# Jetter Question



## Roto-Rooter (Jan 31, 2015)

Need your opinion (or help) on a jetter call I just got. Have any of you cleaned a 2" line with a jetter with 3/8" hose or will it work? Smallest I have done is 3" and it does fine. I had a out of town person with a 2" grease line that no one can seem to open. Don't know for sure how far through it or even how many turns. I just don't know if the 3/8" will go through 2" or if I am asking for trouble?


----------



## Shoot'N'Plumber (Apr 27, 2013)

Never tried 3/8" but I have used 1/4" many times and that can be tricky, and rarely can be pulled back under pressure. If there is a straight shot roof vent, that may work. You don't have smaller hoses?


----------



## Drain Pro (Nov 3, 2013)

I've never had success with 3/8" in a 2" line.


----------



## plbgbiz (Aug 27, 2010)

I would not put anything larger than 1/4" in a 2" line. Maybe a very short straight shot, but still risky.


----------



## Drain Pro (Nov 3, 2013)

I have to correct my above post. I meant to say that I've never had luck with a 1/4" hose in a 2" line. I've never attempted 3/8".


----------



## gear junkie (Jun 20, 2008)

I'd go with 1/4 if a straight shot and 3/16 if around a lot of turns.


----------



## Epox (Sep 19, 2010)

I got my 5/16 with rotary head through a 2" line a few weeks ago. Think it was a grease blockage.


----------



## PPRI (Aug 27, 2013)

What 5/16 hose are you guys using? I searched online for an hour and didn't find anything. I was gonna set up another jumper reel.


----------



## Epox (Sep 19, 2010)

PPRI said:


> What 5/16 hose are you guys using? I searched online for an hour and didn't find anything. I was gonna set up another jumper reel.

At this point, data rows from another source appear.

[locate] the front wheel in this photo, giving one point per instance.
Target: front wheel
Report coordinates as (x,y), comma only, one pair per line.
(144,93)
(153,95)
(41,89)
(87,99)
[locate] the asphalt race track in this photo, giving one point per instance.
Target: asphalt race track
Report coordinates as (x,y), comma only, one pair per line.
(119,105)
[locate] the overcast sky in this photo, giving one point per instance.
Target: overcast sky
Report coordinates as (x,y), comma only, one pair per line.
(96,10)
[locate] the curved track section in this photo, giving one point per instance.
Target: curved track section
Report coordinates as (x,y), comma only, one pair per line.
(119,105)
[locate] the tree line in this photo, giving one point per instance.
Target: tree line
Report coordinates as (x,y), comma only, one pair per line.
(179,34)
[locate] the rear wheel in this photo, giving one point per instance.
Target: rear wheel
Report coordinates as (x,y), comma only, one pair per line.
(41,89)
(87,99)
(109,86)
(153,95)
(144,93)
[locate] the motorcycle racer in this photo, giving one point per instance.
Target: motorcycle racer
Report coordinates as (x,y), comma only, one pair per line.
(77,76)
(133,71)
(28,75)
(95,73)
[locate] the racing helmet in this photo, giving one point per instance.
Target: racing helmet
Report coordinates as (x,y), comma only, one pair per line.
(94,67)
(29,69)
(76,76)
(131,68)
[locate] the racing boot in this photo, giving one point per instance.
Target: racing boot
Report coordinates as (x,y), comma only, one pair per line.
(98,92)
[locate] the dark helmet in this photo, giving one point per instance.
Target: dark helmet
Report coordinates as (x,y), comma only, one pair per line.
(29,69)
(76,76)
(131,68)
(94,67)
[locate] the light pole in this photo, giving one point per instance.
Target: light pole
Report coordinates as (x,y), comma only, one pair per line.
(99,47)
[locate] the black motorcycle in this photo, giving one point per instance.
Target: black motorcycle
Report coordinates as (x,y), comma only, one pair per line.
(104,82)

I got it from Craigs Affordable Tools. http://affordabletool.com/
Gear told me about them and advised me on my jetter build. Give them a call. Very helpful people.


----------



## gear junkie (Jun 20, 2008)

Epox said:


> I got it from Craigs Affordable Tools. http://affordabletool.com/
> Gear told me about them and advised me on my jetter build. Give them a call. Very helpful people.


Ask for Amanda and tell her it's the same 5/16 hose that Ben from California buys.....she'll know what you mean.


----------



## PPRI (Aug 27, 2013)

They don't have 5/16 listed on their website either. Is it Scheiffer hose Ben?


----------



## Epox (Sep 19, 2010)

I think that's right but they don't list it as they are just getting into jetting stuff. Amanda will know exactly what you want.


----------



## gear junkie (Jun 20, 2008)

PPRI said:


> They don't have 5/16 listed on their website either. Is it Scheiffer hose Ben?


Yuppers.


----------